3 Definitions, symbols and abbreviations Word‑p. 5
3.1 Definitions Word‑p. 5
For the purposes of the present document, the terms and definitions given in TR 21.905 and the following apply. A term defined in the present document takes precedence over the definition of the same term, if any, in TR 21.905.
(none)
3.2 Symbols Word‑p. 5
For the purposes of the present document, the following symbols apply:
=
The assignment operator.
⊕
The bitwise exclusive-OR operation.
||
The concatenation of the two operands.
KASUMI[x]k
The output of the KASUMI algorithm [2] applied to input value x
using the key k.
X[i]
The ith bit of the variable X. (X = X[0] || X[1] || X[2] || …).
Yi
The ith block of the variable Y. (Y = Y0 || Y1 || Y2 || …).
3.3 Abbreviations Word‑p. 6
For the purposes of the present document, the abbreviations given in TR 21.905 and the following apply. An abbreviation defined in the present document takes precedence over the definition of the same abbreviation, if any, in TR 21.905.
CBC-MAC
Cipher Block Chaining Message Authentication Code
MAC
Message Authentication Code
4 Introductory information Word‑p. 6
4.1 Introduction Word‑p. 6
The integrity algorithm GIA4 computes a 32-bit MAC (Message Authentication Code) of a given input message using integrity key KI128. The approach adopted uses KASUMI TS 35.202 in a form of CBC-MAC mode.
4.2 Notation Word‑p. 6
4.2.1 Radix Word‑p. 6
The prefix "0x" indicates hexadecimal numbers.
4.2.2 Conventions Word‑p. 6
The assignment operator "=", as used in several programming languages.
<variable> = <expression>
means that <variable> assumes the value that <expression> had before the assignment took place.
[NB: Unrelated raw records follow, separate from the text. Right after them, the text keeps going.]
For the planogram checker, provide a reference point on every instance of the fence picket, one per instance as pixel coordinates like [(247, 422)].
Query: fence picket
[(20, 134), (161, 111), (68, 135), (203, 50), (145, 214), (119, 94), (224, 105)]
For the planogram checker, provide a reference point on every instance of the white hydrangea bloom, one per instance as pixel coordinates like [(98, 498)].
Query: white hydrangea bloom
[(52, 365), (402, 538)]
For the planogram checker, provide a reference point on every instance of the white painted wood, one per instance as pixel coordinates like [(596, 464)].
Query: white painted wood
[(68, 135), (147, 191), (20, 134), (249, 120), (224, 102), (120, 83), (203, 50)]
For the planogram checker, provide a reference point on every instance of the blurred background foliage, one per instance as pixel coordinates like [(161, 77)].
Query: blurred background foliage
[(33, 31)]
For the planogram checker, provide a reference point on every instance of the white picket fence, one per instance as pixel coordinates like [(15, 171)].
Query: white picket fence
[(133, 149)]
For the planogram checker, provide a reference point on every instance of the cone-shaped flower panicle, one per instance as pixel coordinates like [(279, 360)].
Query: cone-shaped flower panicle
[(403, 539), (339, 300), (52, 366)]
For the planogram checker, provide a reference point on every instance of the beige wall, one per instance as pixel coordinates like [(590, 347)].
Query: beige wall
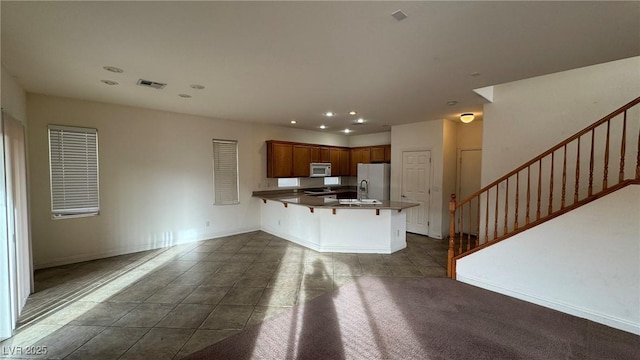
[(529, 116), (426, 135), (469, 135), (449, 154), (382, 138), (14, 99), (155, 178), (155, 181)]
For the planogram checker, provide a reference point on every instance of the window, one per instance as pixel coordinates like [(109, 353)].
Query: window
[(225, 172), (73, 170), (288, 182)]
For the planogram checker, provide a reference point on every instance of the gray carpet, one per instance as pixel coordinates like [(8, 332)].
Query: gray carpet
[(423, 318)]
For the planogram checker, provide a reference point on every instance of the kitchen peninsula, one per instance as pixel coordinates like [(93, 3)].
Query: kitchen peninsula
[(331, 225)]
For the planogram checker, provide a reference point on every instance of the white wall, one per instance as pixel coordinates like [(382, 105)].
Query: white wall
[(382, 138), (529, 116), (155, 181), (426, 135), (469, 135), (583, 263)]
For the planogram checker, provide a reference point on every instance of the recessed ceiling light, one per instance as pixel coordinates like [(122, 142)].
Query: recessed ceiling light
[(113, 69), (399, 15)]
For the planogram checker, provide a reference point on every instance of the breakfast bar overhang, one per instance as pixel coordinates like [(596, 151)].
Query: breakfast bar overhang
[(328, 226)]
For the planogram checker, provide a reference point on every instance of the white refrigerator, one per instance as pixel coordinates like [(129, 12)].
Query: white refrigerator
[(377, 178)]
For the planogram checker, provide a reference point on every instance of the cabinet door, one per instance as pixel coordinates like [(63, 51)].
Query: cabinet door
[(354, 158), (279, 160), (335, 161), (344, 162), (301, 160), (377, 154)]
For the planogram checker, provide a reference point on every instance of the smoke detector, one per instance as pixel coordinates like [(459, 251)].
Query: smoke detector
[(151, 84)]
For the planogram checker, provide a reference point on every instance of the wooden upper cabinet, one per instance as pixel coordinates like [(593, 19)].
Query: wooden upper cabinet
[(335, 161), (301, 160), (279, 159), (359, 156), (320, 154), (289, 159)]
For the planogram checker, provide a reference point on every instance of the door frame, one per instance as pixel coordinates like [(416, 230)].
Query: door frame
[(430, 175)]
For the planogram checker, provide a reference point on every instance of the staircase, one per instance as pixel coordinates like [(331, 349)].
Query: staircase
[(594, 162)]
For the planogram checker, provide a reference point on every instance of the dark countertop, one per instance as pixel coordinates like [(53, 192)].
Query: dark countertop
[(298, 197)]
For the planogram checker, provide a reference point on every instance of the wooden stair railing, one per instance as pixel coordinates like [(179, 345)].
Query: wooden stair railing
[(554, 182)]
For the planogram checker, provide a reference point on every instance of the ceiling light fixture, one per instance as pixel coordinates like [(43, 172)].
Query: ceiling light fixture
[(399, 15), (467, 118), (113, 69)]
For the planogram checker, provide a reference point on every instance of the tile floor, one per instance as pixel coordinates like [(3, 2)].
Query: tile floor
[(170, 302)]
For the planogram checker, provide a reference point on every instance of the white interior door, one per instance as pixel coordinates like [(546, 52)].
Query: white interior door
[(15, 248), (469, 167), (416, 188)]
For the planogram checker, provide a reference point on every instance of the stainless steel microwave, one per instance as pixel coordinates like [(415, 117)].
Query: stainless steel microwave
[(319, 169)]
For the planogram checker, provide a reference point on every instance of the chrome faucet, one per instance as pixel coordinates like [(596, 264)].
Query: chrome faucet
[(363, 189)]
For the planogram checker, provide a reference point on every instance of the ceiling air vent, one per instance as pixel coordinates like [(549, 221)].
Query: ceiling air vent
[(151, 84)]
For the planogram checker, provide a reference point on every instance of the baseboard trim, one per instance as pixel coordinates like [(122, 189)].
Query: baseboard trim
[(132, 249), (608, 320)]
For instance,
x = x + y + 3
means
(new value of x) becomes (old value of x) + (old value of y) + 3.
4.2.3 Bit/byte ordering Word‑p. 6
All data variables in this specification are presented with the most significant bit (or byte) on the left hand side and the least significant bit (or byte) on the right hand side. Where a variable is broken down into a number of sub-strings, the left most (most significant) sub-string is numbered 0, the next most significant is numbered 1 and so on through to the least significant.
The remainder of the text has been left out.